Reading Romans in Context: Paul and Second Temple Judaism, by Ben C. Blackwell, John K. Goodrich, and Jason Maston (Zondervan, 2015, already released)
This is a helpful book suited for students struggling to make sense of Romans in light of Second Temple Jewish literature. In this collection of essays, a major unit of Paul’s letter to the Romans is paired with a related Jewish text, and this allows readers to understand how these comparative texts shape Paul’s thoughts and illuminate our understanding of Romans.
Paul and His Recent Interpreters, N.T. Wright (Fortress, forthcoming, Oct 2015).
This is the 3rd volume of Wright’s Paul and the Faithfulness of God. In this volume, Wright engages with interpreters of Paul, and I will be interested to see how Wright respond to his critiques and the reactions to this work.
How can one live without Wright, considering that there are now a total of 2,744 pages in his volume on Paul in the Christian Origins and the Question of God series! (Am I the only one who think that Wright needs to learn the art of "ringkasan karangan"?)
Paul: The Apostle’s Life, Letters, and Thought, by E.P. Sanders (Fortress, forthcoming, Dec 2015).
E.P. Sanders, a household name in NT studies who changes the tide of Pauline scholarship with his Paul and Palestinian Judaism (Fortress Press, 1977), now offers an expansive introduction to the apostle (600 pages!). This will certainly be a useful book to be included in the reading list for my class.
Paul and the Gift, John M.G. Barclay (Eerdmans, 2015, already published).
John Barclay from Durham, examines Paul’s theology of grace in this book, a product of many years of the study of Paul. Barclay sees Paul’s theology of grace from the perspective of ancient notions of gift. This book will surely be an important reading on Paul and Pauline theology and I am looking forward to reading it.
God and the Faithfulness of Paul: A Critical Examination of the Pauline Theology of N. T. Wright, Michael F. Bird, Christoph Heilig and J. Thomas Hewitt, eds. (Mohr Siebeck, forthcoming, Nov 2015)

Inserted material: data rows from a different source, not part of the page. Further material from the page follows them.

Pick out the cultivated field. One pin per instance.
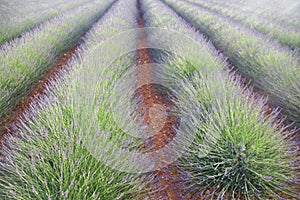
(149, 99)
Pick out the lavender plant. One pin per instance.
(63, 149)
(273, 70)
(23, 60)
(285, 33)
(18, 17)
(231, 149)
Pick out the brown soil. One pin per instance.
(156, 108)
(39, 90)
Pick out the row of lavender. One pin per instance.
(62, 151)
(24, 59)
(229, 148)
(20, 16)
(259, 18)
(81, 140)
(273, 70)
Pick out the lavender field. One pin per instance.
(149, 99)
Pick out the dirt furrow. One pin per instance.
(156, 109)
(37, 92)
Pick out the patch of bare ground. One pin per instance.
(38, 91)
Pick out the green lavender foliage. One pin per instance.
(24, 60)
(52, 157)
(231, 148)
(259, 18)
(273, 70)
(20, 16)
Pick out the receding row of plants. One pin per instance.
(283, 12)
(66, 146)
(284, 33)
(25, 59)
(16, 18)
(273, 70)
(228, 147)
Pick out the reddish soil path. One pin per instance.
(156, 108)
(38, 91)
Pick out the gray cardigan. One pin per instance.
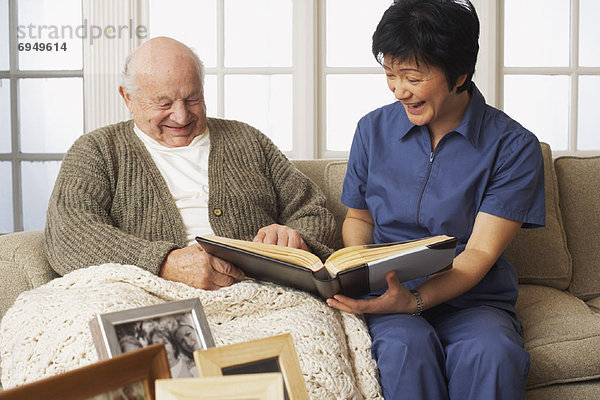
(111, 204)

This volume brings together a group of scholars to critically evaluate N. T. Wright’s Paul and the Faithfulness of God, covering wide-ranging issues including methodology, first-century contextual issues, exegetical considerations, and theological implications. This volume will not only be a great companion to Paul and the Faithfulness of God but also bring readers into dialogue with current Pauline scholarship.
The Epistle to the Romans, by Richard N. Longenecker (Eerdmans, forthcoming, Dec 2015).
This is the long-awaited commentary from a season and matured scholar. While the list of commentaries on Romans is already long enough, I still believe there is room for one more. I look forward to interacting with Longenecker and learning from his insights. I am contemplating using this commentary for my Exegesis of Romans class in future.